# Polars UDFs & Custom Functions - Comprehensive Workshop

Learn how to extend Polars with custom Python functions when built-in expressions aren't enough.

## What You'll Learn:
- When to use (and avoid) UDFs
- map_elements() for row-wise operations
- map_batches() for vectorized operations
- Custom aggregation functions
- Plugin system for performance-critical functions
- Performance optimization strategies
- Real-world use cases

## ⚠️ Important:
UDFs are **much slower** than native Polars expressions. Always try to use built-in expressions first!

In [None]:
import polars as pl
import numpy as np
from datetime import datetime, date
import time
import hashlib

print(f"Polars version: {pl.__version__}")

---
# Part 1: When to Use UDFs

## ✅ Good Use Cases:
- Complex business logic not available in Polars
- Calling external APIs or libraries
- Custom domain-specific calculations
- Integrating with existing Python functions

## ❌ Avoid UDFs For:
- Math operations (use expressions)
- String manipulation (use .str namespace)
- Date operations (use .dt namespace)
- Aggregations (use .agg())
- Conditional logic (use when/then/otherwise)

In [None]:
# Sample data
df = pl.DataFrame({
    'id': [1, 2, 3, 4, 5],
    'name': ['Alice', 'Bob', 'Charlie', 'Diana', 'Eve'],
    'age': [25, 34, 28, 42, 31],
    'salary': [50000, 75000, 60000, 95000, 68000],
    'email': ['alice@example.com', 'bob@test.org', 'charlie@email.com', 'diana@example.org', 'eve@test.com']
})

print(df)

## 1.1 Bad Example: DON'T use UDF for simple operations

In [None]:
# ❌ BAD: Using UDF for simple math
def double_salary_bad(salary):
    return salary * 2

result_bad = df.select([
    pl.col('name'),
    pl.col('salary').map_elements(double_salary_bad, return_dtype=pl.Int64).alias('doubled_salary_bad')
])

print("❌ Bad approach (UDF):")
print(result_bad)

In [None]:
# ✅ GOOD: Use native expression
result_good = df.select([
    pl.col('name'),
    (pl.col('salary') * 2).alias('doubled_salary_good')
])

print("✅ Good approach (native expression):")
print(result_good)

In [None]:
# Performance comparison
large_df = pl.DataFrame({
    'value': range(100000)
})

# UDF approach
start = time.time()
result1 = large_df.select(pl.col('value').map_elements(lambda x: x * 2, return_dtype=pl.Int64))
time_udf = time.time() - start

# Expression approach
start = time.time()
result2 = large_df.select(pl.col('value') * 2)
time_expr = time.time() - start

print(f"UDF approach: {time_udf:.4f}s")
print(f"Expression approach: {time_expr:.4f}s")
print(f"\nExpression is {time_udf/time_expr:.0f}x faster!")

---
# Part 2: map_elements() - Element-wise Operations

Applies a Python function to each element in a column.

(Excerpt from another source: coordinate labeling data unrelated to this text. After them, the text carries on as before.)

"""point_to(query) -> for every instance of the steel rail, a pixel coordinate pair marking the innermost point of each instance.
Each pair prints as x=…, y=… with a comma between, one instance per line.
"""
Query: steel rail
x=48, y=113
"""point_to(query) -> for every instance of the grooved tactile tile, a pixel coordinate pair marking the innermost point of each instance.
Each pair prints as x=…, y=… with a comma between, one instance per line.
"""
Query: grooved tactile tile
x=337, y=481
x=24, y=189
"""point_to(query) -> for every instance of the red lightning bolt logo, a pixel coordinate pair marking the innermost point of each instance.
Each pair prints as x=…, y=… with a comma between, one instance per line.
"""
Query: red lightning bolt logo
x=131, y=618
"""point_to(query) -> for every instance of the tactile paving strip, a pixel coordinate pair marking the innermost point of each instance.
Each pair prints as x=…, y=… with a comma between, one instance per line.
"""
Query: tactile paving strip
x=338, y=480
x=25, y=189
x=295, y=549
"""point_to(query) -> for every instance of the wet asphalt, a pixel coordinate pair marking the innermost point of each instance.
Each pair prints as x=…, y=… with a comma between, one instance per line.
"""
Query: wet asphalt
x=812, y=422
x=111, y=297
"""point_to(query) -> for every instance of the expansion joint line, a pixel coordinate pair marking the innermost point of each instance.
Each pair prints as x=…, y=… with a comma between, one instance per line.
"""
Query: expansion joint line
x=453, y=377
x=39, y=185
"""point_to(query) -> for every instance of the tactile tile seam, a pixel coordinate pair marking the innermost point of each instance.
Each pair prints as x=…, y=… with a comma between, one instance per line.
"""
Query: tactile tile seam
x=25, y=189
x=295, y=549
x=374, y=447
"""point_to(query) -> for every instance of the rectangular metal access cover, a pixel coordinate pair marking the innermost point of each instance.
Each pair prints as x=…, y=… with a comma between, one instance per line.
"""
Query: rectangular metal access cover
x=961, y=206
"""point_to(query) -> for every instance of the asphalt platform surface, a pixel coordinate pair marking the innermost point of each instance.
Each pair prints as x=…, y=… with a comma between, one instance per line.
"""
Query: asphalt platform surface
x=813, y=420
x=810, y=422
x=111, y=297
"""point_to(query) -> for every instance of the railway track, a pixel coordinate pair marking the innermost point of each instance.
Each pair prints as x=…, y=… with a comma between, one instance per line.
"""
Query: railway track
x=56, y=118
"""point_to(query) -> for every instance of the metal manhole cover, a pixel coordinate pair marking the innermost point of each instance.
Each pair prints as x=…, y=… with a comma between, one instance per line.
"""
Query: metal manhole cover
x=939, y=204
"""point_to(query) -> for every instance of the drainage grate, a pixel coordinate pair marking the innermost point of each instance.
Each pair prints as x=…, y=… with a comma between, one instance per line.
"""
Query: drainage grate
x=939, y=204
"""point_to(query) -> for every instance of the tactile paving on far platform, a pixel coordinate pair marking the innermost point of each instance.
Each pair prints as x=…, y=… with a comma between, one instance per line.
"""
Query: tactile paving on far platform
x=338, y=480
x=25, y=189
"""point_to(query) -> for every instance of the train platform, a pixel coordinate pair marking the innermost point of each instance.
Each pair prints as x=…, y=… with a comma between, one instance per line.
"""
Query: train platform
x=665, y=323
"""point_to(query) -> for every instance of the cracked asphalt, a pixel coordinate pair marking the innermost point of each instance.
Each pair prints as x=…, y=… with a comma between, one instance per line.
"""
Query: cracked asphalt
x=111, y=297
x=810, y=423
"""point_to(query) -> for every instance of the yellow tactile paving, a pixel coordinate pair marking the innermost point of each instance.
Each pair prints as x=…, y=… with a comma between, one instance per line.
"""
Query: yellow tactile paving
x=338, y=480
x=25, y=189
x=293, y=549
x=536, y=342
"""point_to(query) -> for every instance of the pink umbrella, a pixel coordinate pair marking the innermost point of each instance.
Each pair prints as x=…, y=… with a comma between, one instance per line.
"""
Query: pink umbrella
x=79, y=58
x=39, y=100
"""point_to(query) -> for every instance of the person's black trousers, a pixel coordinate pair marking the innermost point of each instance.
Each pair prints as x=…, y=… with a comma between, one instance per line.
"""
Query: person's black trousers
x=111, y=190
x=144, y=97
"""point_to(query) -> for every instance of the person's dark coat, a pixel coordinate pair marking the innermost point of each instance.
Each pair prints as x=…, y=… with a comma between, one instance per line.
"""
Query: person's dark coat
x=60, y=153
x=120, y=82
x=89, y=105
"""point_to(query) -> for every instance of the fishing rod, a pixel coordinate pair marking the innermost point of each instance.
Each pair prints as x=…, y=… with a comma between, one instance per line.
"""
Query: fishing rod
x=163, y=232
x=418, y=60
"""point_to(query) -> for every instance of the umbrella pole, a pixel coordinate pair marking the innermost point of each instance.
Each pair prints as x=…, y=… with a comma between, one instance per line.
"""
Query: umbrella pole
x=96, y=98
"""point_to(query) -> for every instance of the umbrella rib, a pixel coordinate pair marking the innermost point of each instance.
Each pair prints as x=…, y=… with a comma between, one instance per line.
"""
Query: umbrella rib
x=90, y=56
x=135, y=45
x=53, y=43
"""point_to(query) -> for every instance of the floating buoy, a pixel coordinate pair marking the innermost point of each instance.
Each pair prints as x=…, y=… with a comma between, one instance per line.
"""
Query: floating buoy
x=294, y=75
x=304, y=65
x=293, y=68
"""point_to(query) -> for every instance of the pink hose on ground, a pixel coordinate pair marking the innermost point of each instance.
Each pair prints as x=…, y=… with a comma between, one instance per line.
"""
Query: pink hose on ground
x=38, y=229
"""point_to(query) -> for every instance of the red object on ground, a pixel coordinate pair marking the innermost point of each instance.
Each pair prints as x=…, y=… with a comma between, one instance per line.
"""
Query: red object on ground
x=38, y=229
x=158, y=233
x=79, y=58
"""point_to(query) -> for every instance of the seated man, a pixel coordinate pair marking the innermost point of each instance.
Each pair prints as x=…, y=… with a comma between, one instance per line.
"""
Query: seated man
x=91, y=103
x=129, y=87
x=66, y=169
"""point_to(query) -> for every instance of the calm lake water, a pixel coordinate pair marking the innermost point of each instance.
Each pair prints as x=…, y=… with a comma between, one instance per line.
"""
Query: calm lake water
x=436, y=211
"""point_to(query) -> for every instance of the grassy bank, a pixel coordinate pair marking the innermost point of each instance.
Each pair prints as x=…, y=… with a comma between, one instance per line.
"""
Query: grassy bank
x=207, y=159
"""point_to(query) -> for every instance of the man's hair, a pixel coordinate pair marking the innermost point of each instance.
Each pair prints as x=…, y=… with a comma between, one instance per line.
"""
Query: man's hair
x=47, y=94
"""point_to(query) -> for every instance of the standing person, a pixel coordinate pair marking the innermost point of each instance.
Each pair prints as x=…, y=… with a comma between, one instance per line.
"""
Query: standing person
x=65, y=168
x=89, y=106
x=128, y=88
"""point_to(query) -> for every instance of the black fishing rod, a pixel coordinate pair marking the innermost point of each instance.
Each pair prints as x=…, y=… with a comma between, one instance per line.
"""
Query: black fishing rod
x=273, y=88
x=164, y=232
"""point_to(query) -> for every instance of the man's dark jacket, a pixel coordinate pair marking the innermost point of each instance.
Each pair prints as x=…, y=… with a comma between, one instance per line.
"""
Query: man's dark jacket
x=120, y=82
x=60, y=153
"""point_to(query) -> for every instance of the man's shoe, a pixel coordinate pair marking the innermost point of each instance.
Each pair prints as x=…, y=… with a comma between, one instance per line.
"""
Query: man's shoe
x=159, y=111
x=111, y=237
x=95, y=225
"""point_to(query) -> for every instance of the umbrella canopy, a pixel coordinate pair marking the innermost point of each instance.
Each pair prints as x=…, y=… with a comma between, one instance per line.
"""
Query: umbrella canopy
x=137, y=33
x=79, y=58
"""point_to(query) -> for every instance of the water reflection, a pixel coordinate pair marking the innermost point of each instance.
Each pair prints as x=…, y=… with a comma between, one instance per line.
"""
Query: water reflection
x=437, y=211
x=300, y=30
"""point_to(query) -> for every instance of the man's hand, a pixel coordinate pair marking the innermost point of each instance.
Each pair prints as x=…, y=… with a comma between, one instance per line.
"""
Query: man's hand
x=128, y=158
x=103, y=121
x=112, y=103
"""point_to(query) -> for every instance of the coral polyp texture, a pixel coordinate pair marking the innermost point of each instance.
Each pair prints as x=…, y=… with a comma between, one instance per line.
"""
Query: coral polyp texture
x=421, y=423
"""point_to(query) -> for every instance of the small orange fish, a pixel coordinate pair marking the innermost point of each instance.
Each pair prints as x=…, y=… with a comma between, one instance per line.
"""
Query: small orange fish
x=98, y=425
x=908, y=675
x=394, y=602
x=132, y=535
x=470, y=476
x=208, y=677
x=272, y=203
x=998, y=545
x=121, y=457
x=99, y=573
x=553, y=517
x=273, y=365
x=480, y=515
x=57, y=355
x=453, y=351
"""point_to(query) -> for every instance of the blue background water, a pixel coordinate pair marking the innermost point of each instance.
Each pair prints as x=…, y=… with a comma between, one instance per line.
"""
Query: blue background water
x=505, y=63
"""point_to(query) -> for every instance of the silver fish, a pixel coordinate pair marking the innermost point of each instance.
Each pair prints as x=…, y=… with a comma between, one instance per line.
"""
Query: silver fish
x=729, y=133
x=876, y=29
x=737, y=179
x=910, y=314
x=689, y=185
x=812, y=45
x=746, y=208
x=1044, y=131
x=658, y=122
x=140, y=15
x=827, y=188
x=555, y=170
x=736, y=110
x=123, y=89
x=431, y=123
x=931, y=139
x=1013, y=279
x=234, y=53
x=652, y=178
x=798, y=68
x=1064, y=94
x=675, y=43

## 2.1 Basic map_elements()

In [None]:
# Example: Custom email validation (complex logic not in Polars)
def classify_email_domain(email):
    """Classify email by domain type"""
    domain = email.split('@')[1]
    
    if domain.endswith('.com'):
        return 'commercial'
    elif domain.endswith('.org'):
        return 'organization'
    elif domain.endswith('.edu'):
        return 'education'
    else:
        return 'other'

result = df.select([
    pl.col('name'),
    pl.col('email'),
    pl.col('email').map_elements(classify_email_domain, return_dtype=pl.String).alias('domain_type')
])

print(result)

## 2.2 Multiple Input Columns with struct.map_elements()

In [None]:
# Function that needs multiple columns
def calculate_bonus(row):
    """Calculate bonus based on age and salary"""
    age = row['age']
    salary = row['salary']
    
    if age > 40:
        return salary * 0.15  # 15% bonus for senior employees
    elif age > 30:
        return salary * 0.10  # 10% bonus
    else:
        return salary * 0.05  # 5% bonus

result = df.select([
    pl.col('name'),
    pl.col('age'),
    pl.col('salary'),
    pl.struct(['age', 'salary']).map_elements(calculate_bonus, return_dtype=pl.Float64).alias('bonus')
])

print(result)

## 2.3 Return Complex Types from UDFs

In [None]:
# Return a tuple (will become a struct)
def analyze_name(name):
    """Return multiple values as struct"""
    return {
        'length': len(name),
        'uppercase': name.upper(),
        'has_vowels': any(v in name.lower() for v in 'aeiou'),
        'first_letter': name[0]
    }

result = df.select([
    pl.col('name'),
    pl.col('name').map_elements(analyze_name, return_dtype=pl.Struct({
        'length': pl.Int64,
        'uppercase': pl.String,
        'has_vowels': pl.Boolean,
        'first_letter': pl.String
    })).alias('name_analysis')
])

print(result)
print("\nUnnested:")
print(result.unnest('name_analysis'))

## 2.4 Return Lists from UDFs

In [None]:
# Return a list
def generate_salary_range(salary):
    """Generate salary range (min, median, max) based on base salary"""
    return [int(salary * 0.8), int(salary), int(salary * 1.2)]

result = df.select([
    pl.col('name'),
    pl.col('salary'),
    pl.col('salary').map_elements(
        generate_salary_range, 
        return_dtype=pl.List(pl.Int64)
    ).alias('salary_range')
])

print(result)

# Extract from list
result_expanded = result.with_columns([
    pl.col('salary_range').list.get(0).alias('min_salary'),
    pl.col('salary_range').list.get(1).alias('median_salary'),
    pl.col('salary_range').list.get(2).alias('max_salary')
])

print("\nExpanded:")
print(result_expanded)

---
# Part 3: map_batches() - Vectorized Operations

`map_batches()` is faster than `map_elements()` because it processes entire Series at once.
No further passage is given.